Но, кроме этих бытовых наблюдений, Троцкий дает довольно четкий ответ на неприятный для него вопрос о причинах своего поражения; и ответ этот весьма примечателен. Он с предельной точностью выявляет два фактора, которые сделали это поражение неизбежным: с одной стороны, то объективное обстоятельство, что у него не было собственной фракции; с другой — его субъективные качества: неуверенность в себе плюс некая театральная сверхчувствительность к тому, как он выглядит со стороны:

«Всякий мой поступок мог быть истолкован или, точнее — изображен, как мое личное стремление захватить место Ленина в партии и государстве. Я не мог думать об этом без содрогания… Неужели партия не способна понять, что это борьба Ленина и Троцкого за революцию, а не борьба Троцкого за место угасающего Ленина? В силу особого положения Ленина в партии неопределенность его личного состояния оборачивалась неопределенностью состояния всей партии. Эта временная ситуация затягивалась, что играло на руку эпигонам, ибо на время «междуцарствия» Сталин как генеральный секретарь, естественно, становился хозяином аппарата».
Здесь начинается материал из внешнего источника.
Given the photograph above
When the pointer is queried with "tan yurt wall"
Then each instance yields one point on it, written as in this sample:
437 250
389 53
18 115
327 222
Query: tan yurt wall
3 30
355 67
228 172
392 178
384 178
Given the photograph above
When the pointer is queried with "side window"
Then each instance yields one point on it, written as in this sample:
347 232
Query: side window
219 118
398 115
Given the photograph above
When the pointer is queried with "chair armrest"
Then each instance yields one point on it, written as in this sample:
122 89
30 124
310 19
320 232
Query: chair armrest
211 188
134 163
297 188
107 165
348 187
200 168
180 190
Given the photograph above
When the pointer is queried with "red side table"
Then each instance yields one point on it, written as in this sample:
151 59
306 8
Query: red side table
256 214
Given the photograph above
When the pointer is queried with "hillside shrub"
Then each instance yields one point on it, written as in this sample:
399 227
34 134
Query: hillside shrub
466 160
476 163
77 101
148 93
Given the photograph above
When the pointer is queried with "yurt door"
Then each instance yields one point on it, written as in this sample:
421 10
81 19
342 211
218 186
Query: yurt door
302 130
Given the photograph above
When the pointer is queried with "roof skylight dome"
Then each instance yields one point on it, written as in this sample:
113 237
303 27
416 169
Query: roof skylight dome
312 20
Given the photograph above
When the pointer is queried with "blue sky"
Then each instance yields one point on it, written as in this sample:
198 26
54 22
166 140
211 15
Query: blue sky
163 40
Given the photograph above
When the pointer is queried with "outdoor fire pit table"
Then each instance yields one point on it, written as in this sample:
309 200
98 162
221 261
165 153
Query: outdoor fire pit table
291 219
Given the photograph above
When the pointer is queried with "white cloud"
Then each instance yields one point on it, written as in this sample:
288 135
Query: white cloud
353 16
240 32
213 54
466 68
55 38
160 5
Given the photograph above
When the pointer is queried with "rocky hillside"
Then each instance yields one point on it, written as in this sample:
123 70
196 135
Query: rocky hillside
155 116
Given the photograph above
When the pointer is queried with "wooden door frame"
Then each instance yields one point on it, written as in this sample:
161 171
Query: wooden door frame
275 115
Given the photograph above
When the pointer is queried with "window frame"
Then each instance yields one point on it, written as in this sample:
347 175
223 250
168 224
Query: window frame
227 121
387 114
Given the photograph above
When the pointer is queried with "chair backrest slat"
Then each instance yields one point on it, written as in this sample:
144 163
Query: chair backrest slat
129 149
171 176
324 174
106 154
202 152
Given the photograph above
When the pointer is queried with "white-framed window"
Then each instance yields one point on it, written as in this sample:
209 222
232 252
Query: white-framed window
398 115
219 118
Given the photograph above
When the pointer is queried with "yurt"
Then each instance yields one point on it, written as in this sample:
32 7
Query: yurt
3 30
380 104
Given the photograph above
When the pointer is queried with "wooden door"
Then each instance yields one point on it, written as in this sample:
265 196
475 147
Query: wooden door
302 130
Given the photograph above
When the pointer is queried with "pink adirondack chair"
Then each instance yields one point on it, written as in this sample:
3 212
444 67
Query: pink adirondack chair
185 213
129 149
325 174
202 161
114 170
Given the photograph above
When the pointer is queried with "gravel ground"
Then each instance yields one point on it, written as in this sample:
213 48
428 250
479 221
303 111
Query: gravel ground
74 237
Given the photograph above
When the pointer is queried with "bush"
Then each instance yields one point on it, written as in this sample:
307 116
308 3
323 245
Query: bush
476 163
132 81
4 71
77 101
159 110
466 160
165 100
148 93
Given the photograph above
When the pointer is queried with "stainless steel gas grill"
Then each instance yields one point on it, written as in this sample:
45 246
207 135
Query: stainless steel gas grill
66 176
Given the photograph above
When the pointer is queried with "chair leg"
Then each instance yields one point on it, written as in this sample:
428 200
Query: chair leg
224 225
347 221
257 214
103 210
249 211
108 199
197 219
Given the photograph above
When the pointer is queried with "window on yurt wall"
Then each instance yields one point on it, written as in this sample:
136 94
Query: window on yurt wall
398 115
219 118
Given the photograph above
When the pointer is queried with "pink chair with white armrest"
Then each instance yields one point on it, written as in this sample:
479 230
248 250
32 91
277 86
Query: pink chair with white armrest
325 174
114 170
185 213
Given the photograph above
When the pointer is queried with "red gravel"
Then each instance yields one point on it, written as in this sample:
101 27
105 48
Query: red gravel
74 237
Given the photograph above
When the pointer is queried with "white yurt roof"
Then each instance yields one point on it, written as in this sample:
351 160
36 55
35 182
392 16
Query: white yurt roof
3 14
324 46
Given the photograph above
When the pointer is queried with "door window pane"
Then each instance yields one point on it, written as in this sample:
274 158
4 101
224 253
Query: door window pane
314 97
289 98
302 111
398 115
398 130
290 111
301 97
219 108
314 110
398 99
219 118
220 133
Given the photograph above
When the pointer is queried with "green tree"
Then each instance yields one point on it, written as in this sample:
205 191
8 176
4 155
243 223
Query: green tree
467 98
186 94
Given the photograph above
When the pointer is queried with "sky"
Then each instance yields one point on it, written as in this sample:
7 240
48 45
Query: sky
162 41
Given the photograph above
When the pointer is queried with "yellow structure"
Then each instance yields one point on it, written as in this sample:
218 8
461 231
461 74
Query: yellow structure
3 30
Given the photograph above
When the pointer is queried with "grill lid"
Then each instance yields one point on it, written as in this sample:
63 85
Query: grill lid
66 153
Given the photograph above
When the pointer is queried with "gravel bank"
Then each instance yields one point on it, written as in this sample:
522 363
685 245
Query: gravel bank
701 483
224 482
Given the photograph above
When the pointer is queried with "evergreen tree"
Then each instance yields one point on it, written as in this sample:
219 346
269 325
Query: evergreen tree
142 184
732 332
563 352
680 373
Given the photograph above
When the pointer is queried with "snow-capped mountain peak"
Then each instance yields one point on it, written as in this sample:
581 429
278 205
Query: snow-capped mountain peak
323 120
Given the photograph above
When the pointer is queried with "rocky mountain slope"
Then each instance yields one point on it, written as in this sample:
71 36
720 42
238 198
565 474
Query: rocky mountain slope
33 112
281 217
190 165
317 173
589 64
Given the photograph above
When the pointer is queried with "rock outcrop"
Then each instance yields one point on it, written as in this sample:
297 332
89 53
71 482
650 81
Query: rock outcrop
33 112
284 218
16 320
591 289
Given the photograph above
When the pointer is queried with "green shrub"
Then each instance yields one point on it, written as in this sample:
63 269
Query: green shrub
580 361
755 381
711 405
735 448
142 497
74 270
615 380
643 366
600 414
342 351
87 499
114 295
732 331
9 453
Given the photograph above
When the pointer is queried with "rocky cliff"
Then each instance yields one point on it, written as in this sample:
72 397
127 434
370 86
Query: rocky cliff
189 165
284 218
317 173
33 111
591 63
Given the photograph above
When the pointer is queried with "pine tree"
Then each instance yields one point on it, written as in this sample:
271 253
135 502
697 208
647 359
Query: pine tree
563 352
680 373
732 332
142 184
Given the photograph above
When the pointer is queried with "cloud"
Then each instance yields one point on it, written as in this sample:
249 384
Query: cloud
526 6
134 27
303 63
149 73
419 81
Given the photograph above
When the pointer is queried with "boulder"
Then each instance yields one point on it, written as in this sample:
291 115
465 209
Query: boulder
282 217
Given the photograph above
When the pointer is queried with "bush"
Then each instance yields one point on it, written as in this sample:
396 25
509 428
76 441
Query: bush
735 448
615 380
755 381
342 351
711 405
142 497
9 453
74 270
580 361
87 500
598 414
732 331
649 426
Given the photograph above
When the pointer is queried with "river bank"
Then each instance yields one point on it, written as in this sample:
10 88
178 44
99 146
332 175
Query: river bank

Все это сводится к утверждению, что бороться было невозможно, поскольку люди могли подумать, что ты действительно борешься! При неспособности Троцкого к интригам это действительно означало, что ни о какой борьбе не могло быть и речи и только объективные силы могли бы его спасти.

Тут сама фразеология звучит, как признание: его «самостоятельные действия могли были быть истолкованы, точнее — изображены…» Мы подходим здесь к самому существу его позиции; его слова подтверждают, что он мнил себя актером на публике, а не действующим лицом в партии. Вся его пассивность проистекала из твердой убежденности, что его единственный способ бороться состоит в том, чтобы доказывать, провозглашать, настаивать на своем праве считаться наследником Ленина.

Располагая фракцией и всеми возможностями фракционной борьбы, он мог бы попросту вести маневренную войну против других фракций — «эпигонов»! — и притом всеми возможными средствами. Сталин, например, ухитрялся казаться необычайно неуверенным в то самое время, когда концентрировал в своих руках беспрецедентно большую власть.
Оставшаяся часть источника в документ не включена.